U Is for Uniswap (UNI)
Uniswap is an Ethereum based decentralized crypto exchange (DEX) protocol that allows anyone to swap tokens on its exchange without the need for centralised facilitators and their fees.
There are two aspects to Uniswap:
- Uniswap operates using smart contracts (a set of computer programs) on the Ethereum blockchain that automatically processes the token swaps.
- The public can lend their crypto to provide liquidity via cryptocurrency reserves called liquidity pools in return for interest.
In a sense, Uniswap is an automated market maker which allows the trading of digital assets automatically without a middleman.
V Is for Volatility
As an asset class, cryptocurrencies (crypto) are known for being infamously volatile, save for exceptions like stablecoins.
Even the largest cryptocurrency Bitcoin (BTC) is still not immune to this volatility.
It is clear that volatility is much more pronounced in the crypto markets compared to the mainstream stock markets; especially for coins with low liquidity and smaller market capitalisations.
And like mainstream stock markets, crypto prices are moved by news developments (cough cough *Elon Musk*) and speculation but in a more exaggerated manner.
W Is for Whale
In the crypto world, a whale refers to individuals, groups or companies that possess large amounts of a specific crypto token.
Depending on what percentage of the circulating supply of the crypto token they hold, these whales potentially have the power to shift the price of a crypto token.
For example, Satoshi Nakamoto the pseudonymous person or group that created Bitcoin is estimated to own 1 million bitcoins out of the 18.7 million circulating bitcoins.
If Satoshi does sell his/her/their bitcoins, it will flood the market with an oversupply of bitcoins and cause the price to crash.
X Is for XBT
‘XBT’ is the abbreviation for Bitcoin (BTC) given by the International Standards Organization (ISO) as part of the official ISO 4217 standard for internationally recogniesed currencies globally.

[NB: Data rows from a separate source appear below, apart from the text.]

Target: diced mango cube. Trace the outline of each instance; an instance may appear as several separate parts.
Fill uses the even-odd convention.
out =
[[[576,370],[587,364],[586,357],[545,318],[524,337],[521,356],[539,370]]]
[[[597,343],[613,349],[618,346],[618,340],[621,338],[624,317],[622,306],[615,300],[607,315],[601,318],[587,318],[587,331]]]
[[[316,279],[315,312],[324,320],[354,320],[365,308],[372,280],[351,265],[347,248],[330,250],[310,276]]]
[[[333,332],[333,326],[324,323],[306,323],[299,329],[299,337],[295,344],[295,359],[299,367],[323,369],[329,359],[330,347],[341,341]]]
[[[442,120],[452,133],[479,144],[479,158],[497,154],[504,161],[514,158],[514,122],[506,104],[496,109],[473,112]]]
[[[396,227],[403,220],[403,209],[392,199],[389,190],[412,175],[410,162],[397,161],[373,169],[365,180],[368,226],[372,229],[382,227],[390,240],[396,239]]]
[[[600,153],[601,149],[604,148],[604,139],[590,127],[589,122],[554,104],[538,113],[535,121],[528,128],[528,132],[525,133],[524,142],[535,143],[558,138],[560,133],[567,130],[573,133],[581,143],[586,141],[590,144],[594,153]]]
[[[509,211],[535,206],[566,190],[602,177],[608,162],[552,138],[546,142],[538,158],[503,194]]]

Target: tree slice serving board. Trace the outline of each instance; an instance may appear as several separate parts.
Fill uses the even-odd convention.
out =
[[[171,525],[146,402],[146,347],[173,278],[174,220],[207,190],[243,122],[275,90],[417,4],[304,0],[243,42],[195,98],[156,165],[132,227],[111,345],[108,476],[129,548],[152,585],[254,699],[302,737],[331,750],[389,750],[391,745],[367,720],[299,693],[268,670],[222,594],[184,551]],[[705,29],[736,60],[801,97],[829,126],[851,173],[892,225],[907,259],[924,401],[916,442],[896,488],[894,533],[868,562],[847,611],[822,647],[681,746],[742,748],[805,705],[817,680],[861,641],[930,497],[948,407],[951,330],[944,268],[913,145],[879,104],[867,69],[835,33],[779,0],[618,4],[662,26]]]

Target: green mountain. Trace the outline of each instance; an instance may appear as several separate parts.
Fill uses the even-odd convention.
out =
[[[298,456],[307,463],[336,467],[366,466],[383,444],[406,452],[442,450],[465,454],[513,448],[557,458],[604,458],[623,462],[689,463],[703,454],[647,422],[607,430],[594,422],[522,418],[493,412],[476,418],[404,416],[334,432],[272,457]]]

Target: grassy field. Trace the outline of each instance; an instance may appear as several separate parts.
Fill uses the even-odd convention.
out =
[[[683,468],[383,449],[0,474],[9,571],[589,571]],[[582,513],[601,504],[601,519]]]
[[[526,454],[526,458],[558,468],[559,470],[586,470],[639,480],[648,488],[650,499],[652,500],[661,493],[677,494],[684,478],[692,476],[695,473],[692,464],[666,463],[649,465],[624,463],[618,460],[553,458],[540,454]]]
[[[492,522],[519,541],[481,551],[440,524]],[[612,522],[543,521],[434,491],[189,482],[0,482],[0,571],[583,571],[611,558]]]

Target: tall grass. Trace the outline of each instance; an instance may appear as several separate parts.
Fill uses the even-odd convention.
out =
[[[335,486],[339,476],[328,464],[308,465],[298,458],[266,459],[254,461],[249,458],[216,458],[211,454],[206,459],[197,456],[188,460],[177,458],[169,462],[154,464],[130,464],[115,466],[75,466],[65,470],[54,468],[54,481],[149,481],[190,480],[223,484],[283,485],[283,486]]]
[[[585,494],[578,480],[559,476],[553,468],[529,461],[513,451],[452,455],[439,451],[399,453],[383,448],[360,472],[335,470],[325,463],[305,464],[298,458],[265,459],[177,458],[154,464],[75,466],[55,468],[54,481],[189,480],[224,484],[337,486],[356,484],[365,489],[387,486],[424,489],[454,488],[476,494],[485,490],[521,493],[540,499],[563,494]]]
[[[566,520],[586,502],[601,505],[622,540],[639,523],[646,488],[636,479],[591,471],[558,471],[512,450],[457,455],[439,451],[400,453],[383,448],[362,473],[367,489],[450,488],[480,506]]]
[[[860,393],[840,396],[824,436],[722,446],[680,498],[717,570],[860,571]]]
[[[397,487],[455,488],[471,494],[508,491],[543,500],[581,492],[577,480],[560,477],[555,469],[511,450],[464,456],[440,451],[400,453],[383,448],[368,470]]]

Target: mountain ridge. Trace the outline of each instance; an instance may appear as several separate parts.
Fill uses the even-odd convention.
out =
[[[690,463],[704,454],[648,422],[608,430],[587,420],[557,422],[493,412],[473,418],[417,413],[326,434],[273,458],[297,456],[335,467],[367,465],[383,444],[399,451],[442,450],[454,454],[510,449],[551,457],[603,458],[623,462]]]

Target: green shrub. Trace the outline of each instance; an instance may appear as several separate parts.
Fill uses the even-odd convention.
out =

The ‘X’ in XBT is given to currencies that are not tagged to any country.
This is also why gold is given the abbreviation XAU.
Y Is for Yellowpaper
In the crypto world, a yellow paper is a formal academic research paper that provides in-depth details and analysis about the blockchain project and its crypto coin.
This is similar to a crypto white paper: a document created by the creators of a blockchain platform and associated cryptocurrency coin that provides details of the project.
In practice, white papers are part advertisement, part article which describes the technology, methodology, product or service of a new blockchain project or cryptocurrency.
Z Is for Zero Knowledge Proof
Zero knowledge proof refers to an encryption method where one party can prove that they know the answer to a question without disclosing any unnecessary information.
In practice, zero knowledge proof will protect users’ sensitive information during a transaction.
In the crypto world, zero knowledge proof can be utilised to hide and compress information to be transmitted on the blockchain network.
This will lead to increased privacy and better scalability.
In blockchain networks, zero-knowledge proofs can be used to both compress information as well as to hide it. As a result, they enable both scalability and privacy.